Twenty-three BD patients (18 men, 5 women) referred to us from May 2005 to September 2007, with an average age of 36.3 years, and 19 healthy persons (14 men, 5 women), with an average age of 37 years, were included in this study. The diagnosis of BD disease was based on the diagnostic criteria designed by the International Study Group for BD disease. ^{17 18} Fourteen patients showed active recurrent intraocular inflammation. These patients had received only prednisone at a low dose (<20 mg/d), but no other immunosuppressive agents, for the treatment of uveitis for more than 2 months before blood sample collection. Blood samples were collected from all these patients with active uveitis and from healthy controls. These patients showed active recurrent intraocular inflammation evidenced by dust keratic precipitates (100%), flare and cells in the anterior chamber (100%) and vitreous cells (46.7%), and retinal vasculitis observed clinically or disclosed by fluorescein angiography (100%). The extraocular manifestations were recurrent oral aphthous lesions (100%), multiform skin lesions (66.7%), recurrent genital ulcers (44.4%), and arthritis (33.3%). Nine patients showed inactive intraocular inflammation after treatment with prednisone combined with cyclosporin A for more than 3 months. Blood samples were obtained from these patients without active uveitis at least 2 months after the termination of all medications. The experimental design is described in detail. All procedures followed the tenets of the Declaration of Helsinki, and informed consent was obtained from all patients and healthy controls. 

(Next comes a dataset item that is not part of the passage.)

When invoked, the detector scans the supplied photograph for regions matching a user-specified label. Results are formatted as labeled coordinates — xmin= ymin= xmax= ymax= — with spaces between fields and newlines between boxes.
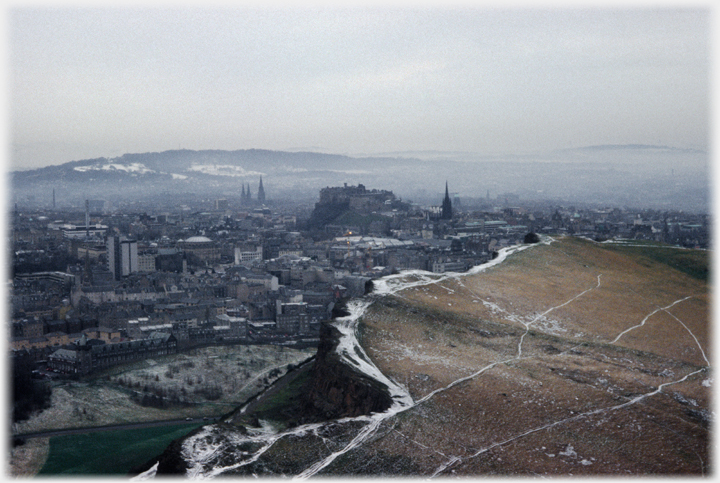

RT-PCR analysis was performed using the reagents and procedures described previously. ¹⁰  

PBMCs were stimulated with or without Staphylococcus aureus Cowan I (SAC; 0.02%; Sigma-Aldrich, St. Louis, MO) for 72 hours at a density of 2 × 10⁶ cells/mL. IL-23 concentrations were measured by human IL-23 ELISA kit (R&D Systems, Minneapolis, MN) with a detection limit of 15 pg/mL. 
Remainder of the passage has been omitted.